Manhattan Class B and Class C net effective rents, a consolidated value based on rents, tenant improvement allowances and free rent concessions, have softened by 15.8% after the pandemic. What conditions are causing rents to soften and concessions to rise?

  • The flight to quality trend persists as some tenants have capitalized on more favorable market conditions to proactively commit to transit-oriented, high-quality properties. Trophy and Class A properties have accounted for 88.7% of leasing activity from April 2020 to present, significantly higher than this segment’s 75.2% share of leasing activity from 2018 to March 2020. This environment has caused commoditized alternatives to compete through discounted rents.
  • The value of concessions packages has ballooned by 30.9% as landlords have used free rent periods and tenant improvement allowances to induce long-term tenant commitments. Especially long rent abatement periods were offered during the quarantine period to offset potential construction delays.
  • Base rents remain steady, increasing by 1.2% after the pandemic. Office owners have been hesitant to lower base rents due to their capital markets implications.

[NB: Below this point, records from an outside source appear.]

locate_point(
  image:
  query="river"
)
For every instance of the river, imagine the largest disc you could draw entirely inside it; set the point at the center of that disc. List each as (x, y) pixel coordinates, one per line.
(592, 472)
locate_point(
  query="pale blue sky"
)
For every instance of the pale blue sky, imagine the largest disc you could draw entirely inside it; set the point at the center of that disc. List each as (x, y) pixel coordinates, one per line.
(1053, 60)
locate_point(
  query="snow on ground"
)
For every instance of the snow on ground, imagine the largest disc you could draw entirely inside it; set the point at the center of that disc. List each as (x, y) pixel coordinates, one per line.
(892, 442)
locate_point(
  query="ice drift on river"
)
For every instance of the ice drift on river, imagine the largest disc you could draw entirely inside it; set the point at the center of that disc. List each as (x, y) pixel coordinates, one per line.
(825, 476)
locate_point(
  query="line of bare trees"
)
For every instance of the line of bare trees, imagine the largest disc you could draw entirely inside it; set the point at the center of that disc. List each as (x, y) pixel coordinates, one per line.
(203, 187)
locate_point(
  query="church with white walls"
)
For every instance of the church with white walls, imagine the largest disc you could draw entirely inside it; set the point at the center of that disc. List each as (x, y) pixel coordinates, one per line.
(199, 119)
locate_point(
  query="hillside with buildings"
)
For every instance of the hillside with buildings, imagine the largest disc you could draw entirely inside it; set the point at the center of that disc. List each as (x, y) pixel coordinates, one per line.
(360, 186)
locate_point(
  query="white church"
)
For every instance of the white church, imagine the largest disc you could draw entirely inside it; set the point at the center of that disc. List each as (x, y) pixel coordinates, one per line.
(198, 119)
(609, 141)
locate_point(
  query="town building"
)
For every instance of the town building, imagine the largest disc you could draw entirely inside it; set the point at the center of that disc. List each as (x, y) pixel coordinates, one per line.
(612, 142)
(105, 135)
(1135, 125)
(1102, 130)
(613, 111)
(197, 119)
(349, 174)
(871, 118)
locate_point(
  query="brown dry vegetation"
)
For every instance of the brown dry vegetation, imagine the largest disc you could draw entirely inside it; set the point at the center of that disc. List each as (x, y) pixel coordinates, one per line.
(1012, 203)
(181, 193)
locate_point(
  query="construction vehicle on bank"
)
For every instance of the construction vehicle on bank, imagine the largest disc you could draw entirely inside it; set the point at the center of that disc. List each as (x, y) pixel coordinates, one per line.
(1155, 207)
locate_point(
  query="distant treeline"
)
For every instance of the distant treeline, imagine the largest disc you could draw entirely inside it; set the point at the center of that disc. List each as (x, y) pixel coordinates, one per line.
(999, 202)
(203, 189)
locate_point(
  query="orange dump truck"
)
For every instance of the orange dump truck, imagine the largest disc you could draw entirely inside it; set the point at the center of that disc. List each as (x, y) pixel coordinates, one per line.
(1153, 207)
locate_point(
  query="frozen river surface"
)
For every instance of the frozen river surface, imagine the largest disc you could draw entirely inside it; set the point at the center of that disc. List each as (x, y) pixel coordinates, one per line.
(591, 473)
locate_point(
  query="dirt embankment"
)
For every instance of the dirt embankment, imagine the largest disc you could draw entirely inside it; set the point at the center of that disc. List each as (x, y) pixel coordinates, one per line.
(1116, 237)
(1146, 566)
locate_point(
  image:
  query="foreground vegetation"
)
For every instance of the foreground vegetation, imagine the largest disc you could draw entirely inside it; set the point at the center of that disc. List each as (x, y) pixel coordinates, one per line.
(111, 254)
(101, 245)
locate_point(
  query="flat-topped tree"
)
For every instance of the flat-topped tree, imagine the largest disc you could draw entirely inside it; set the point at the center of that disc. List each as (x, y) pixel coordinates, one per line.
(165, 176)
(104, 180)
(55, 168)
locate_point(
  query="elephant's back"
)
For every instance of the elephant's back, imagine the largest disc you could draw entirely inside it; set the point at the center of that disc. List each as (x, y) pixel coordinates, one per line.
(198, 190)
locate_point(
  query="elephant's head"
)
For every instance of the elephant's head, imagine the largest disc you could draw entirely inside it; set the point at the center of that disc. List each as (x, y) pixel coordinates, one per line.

  • This analysis does not account for tenant-favorable lease provisions that landlords have offered to induce long-term tenant commitments, including, but not limited to, expansion and contraction rights, lower security deposit amounts and pandemic-related force majeure clauses.

The “haves vs. have-nots” market is positioned to continue provided as reawakening tenant demand is not expected to offset the record levels of sublease and direct vacancies that could linger on the market, resulting in continued downward pressure on net effective rents.